Mired in historically low levels for nearly half a year, architectural billings rebounded slightly in March, offering a sign of optimism to the real estate industry, according to the American Institute of Architects (AIA), a Washington D.C.-based trade group. The Architecture Billings Index, which compares data from AIA’s monthly survey of its members against construction figures from the Department of Commerce, is regarded as a leading economic indicator that provides a nine- to 12-month look at the future of construction activity.
While the overall billing index climbed from 35.3 in February to 43.7 in March, the score still indicates an overall decline in demand for design services. The multifamily sector scored a 39.4, behind the institutional (42.9) and mixed-practice (44.0) sectors, but ahead of commercial and industrial (35.0) businesses. Still, multifamily has been showing a faster recovery—bouncing up nearly 10 points in one month from an all-time low of 29.5 in February.
“We’ve never seen numbers in the low- to mid-30s like we saw in the fourth quarter of last year and the first couple months of this year,” says AIA chief economist Kermit Baker. “What we are seeing now is hopefully the early signs of a turnaround.”
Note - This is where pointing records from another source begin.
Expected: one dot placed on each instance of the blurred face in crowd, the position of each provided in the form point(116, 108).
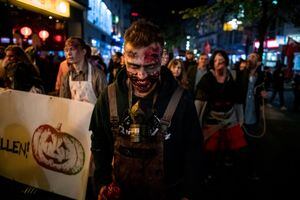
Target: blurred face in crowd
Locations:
point(143, 67)
point(9, 57)
point(189, 56)
point(74, 52)
point(176, 69)
point(165, 57)
point(243, 65)
point(219, 62)
point(202, 61)
point(252, 60)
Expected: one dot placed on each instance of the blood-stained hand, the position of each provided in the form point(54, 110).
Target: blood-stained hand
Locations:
point(109, 192)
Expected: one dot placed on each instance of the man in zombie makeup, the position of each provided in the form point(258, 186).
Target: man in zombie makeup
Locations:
point(146, 139)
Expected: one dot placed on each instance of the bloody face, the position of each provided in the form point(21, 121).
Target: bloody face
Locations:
point(143, 67)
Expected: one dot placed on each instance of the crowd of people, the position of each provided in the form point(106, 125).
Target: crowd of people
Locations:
point(160, 127)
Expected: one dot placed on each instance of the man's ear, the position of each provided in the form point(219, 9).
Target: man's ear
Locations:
point(84, 52)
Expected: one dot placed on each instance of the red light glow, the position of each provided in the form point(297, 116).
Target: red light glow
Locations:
point(43, 34)
point(26, 31)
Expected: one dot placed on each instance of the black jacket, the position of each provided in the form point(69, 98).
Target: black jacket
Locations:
point(182, 152)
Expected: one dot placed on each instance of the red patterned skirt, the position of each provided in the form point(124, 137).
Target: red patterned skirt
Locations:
point(231, 138)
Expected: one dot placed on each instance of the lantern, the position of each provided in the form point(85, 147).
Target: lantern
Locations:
point(58, 38)
point(26, 31)
point(43, 34)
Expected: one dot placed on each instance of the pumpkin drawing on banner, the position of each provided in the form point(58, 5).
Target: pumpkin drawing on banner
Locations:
point(56, 150)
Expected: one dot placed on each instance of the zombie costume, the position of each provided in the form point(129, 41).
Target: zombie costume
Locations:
point(85, 85)
point(149, 165)
point(219, 116)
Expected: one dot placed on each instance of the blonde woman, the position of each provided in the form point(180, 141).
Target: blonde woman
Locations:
point(176, 66)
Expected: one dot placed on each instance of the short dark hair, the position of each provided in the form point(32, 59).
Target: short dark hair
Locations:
point(79, 42)
point(142, 33)
point(223, 54)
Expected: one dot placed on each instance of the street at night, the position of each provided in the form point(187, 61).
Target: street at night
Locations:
point(149, 100)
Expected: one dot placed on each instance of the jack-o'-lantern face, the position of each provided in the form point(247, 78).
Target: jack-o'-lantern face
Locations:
point(57, 150)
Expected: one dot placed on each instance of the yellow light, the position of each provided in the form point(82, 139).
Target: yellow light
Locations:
point(58, 7)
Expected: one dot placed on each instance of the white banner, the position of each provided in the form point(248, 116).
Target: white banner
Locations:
point(45, 142)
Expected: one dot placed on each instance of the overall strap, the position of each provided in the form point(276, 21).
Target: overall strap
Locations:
point(165, 121)
point(112, 101)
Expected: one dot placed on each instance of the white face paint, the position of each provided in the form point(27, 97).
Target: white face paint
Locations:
point(143, 67)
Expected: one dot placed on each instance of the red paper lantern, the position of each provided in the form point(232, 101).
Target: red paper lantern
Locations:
point(43, 34)
point(58, 38)
point(26, 31)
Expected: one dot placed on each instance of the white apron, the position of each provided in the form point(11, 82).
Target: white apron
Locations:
point(83, 90)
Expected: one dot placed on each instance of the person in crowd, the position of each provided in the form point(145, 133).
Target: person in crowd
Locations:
point(296, 88)
point(177, 69)
point(165, 58)
point(115, 65)
point(141, 148)
point(278, 85)
point(196, 72)
point(98, 61)
point(220, 114)
point(83, 82)
point(42, 66)
point(62, 71)
point(2, 70)
point(252, 90)
point(20, 73)
point(189, 60)
point(268, 78)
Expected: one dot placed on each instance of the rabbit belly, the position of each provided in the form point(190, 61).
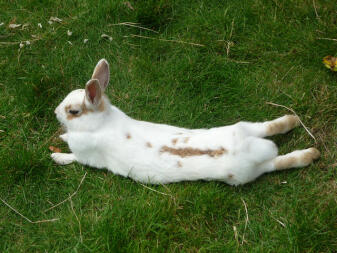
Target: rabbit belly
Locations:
point(222, 154)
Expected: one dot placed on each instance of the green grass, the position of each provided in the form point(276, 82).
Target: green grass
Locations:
point(275, 55)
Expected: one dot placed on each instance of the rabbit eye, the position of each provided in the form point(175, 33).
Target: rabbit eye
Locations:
point(74, 112)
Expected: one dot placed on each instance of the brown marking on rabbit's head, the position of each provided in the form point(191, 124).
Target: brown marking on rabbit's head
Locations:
point(76, 111)
point(184, 152)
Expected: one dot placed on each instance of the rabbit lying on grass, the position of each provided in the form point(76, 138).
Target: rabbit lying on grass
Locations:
point(102, 136)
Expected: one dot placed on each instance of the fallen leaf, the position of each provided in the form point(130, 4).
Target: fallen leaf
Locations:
point(330, 62)
point(13, 26)
point(54, 149)
point(128, 4)
point(106, 36)
point(55, 19)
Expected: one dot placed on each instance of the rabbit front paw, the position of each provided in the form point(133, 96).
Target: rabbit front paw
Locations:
point(64, 137)
point(63, 158)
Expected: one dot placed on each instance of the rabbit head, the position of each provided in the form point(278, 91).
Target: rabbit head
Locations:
point(84, 109)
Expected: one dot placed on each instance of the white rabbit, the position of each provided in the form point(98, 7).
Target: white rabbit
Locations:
point(102, 136)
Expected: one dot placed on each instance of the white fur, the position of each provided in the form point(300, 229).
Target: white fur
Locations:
point(131, 148)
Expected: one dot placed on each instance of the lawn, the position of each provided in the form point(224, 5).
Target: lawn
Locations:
point(194, 64)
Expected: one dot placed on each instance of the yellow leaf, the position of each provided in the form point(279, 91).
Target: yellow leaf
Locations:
point(330, 62)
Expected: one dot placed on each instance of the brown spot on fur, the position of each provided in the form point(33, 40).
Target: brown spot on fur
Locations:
point(282, 163)
point(83, 110)
point(282, 126)
point(183, 152)
point(309, 156)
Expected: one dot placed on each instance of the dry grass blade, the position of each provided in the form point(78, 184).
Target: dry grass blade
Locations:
point(175, 41)
point(29, 220)
point(72, 195)
point(270, 103)
point(327, 39)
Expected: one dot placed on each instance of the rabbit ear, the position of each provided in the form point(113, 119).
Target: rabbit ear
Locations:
point(93, 92)
point(102, 73)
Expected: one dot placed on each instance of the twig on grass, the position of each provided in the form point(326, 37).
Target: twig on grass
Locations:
point(270, 103)
point(162, 193)
point(175, 41)
point(72, 195)
point(282, 224)
point(133, 25)
point(327, 39)
point(314, 4)
point(29, 220)
point(236, 234)
point(246, 222)
point(79, 223)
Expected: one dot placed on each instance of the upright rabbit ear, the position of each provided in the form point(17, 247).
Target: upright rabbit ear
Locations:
point(102, 73)
point(93, 92)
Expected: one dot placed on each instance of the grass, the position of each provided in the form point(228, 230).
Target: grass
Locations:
point(253, 52)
Dallas-based multifamily design firm Humphreys & Partners Architects has seen strong activity through 2009 thus far as a result of marketing efforts supported by federal lending into the multifamily space. “The last quarter of 2008 was a frozen market and nothing happened,” says company CEO Mark Humphreys. “As the market settles down, we’ve had 20 to 25 HUD submittal packages that we have just done or are doing. May and June billings look to be increasing by about 15 percent.”
Still, Baker worries that excess for-sale inventory could continue to pressure demand for new rental units, particularly in overbuilt markets such as Southern California, Las Vegas, Phoenix, and South Florida.